Odada gördüğüm manzara nefesimi kesti. Eşim, karşısında oturan genç ve zarif bir kadınla konuşuyordu. Kadının gözleri yere sabitlenmişti, yüzünde utangaç bir ifade vardı. Eşim beni fark ettiğinde kelimeler boğazında düğümlendi. Göz göze geldik; yüzündeki suçluluk ifadesi içime bir bıçak gibi saplandı.
“Bu da ne demek oluyor?” dedim. Sesim titriyordu ama öfkem açıkça hissediliyordu. Oda bir anda sessizleşti.
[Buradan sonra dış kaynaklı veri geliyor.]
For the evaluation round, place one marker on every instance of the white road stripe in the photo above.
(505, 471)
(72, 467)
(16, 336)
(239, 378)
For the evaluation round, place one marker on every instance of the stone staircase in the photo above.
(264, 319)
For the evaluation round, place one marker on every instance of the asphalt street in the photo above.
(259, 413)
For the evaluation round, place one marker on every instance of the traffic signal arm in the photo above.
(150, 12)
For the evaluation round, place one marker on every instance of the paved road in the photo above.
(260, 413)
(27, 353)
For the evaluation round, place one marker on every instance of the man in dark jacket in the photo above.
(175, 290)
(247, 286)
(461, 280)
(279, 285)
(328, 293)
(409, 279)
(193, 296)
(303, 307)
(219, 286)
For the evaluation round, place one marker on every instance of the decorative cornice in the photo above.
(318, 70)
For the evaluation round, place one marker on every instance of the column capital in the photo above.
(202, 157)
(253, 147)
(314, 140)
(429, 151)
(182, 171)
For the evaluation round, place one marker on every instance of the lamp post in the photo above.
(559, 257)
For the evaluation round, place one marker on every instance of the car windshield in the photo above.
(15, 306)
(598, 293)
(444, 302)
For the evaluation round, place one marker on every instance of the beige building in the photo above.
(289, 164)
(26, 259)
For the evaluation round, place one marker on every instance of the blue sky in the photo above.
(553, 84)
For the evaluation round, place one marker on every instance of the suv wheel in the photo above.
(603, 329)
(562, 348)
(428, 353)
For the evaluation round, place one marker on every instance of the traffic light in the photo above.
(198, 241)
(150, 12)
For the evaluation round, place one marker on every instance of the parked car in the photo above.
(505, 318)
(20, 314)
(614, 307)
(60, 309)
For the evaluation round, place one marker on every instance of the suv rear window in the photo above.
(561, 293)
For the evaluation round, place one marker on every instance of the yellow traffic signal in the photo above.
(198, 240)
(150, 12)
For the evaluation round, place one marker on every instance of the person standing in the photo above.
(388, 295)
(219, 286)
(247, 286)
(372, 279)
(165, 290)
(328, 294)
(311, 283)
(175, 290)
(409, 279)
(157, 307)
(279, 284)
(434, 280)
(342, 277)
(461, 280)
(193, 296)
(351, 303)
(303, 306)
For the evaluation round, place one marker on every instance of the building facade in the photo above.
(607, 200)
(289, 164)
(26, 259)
Kadın telaşla ayağa kalktı, bir şeyler söylemek ister gibiydi ama kelimeler ağzından çıkmadı.
Eşim bir adım attı ve sakin olmamı istedi. “Dur, her şeyi açıklayabilirim,” dedi. Ama bu sözler beni daha da öfkelendirdi. “O zaman anlat!” diye bağırdım, gözlerimden yaşlar süzülüyordu.
Eşim derin bir nefes aldı ve konuşmaya başladı. “Bu kadın… O benim kızım,” dedi.
Bir anda dünya durdu. Kızım mı? Ne demek kızım? Bu bir şaka olmalıydı. Ama eşimin yüzündeki ciddiyet her şeyi açıklıyordu.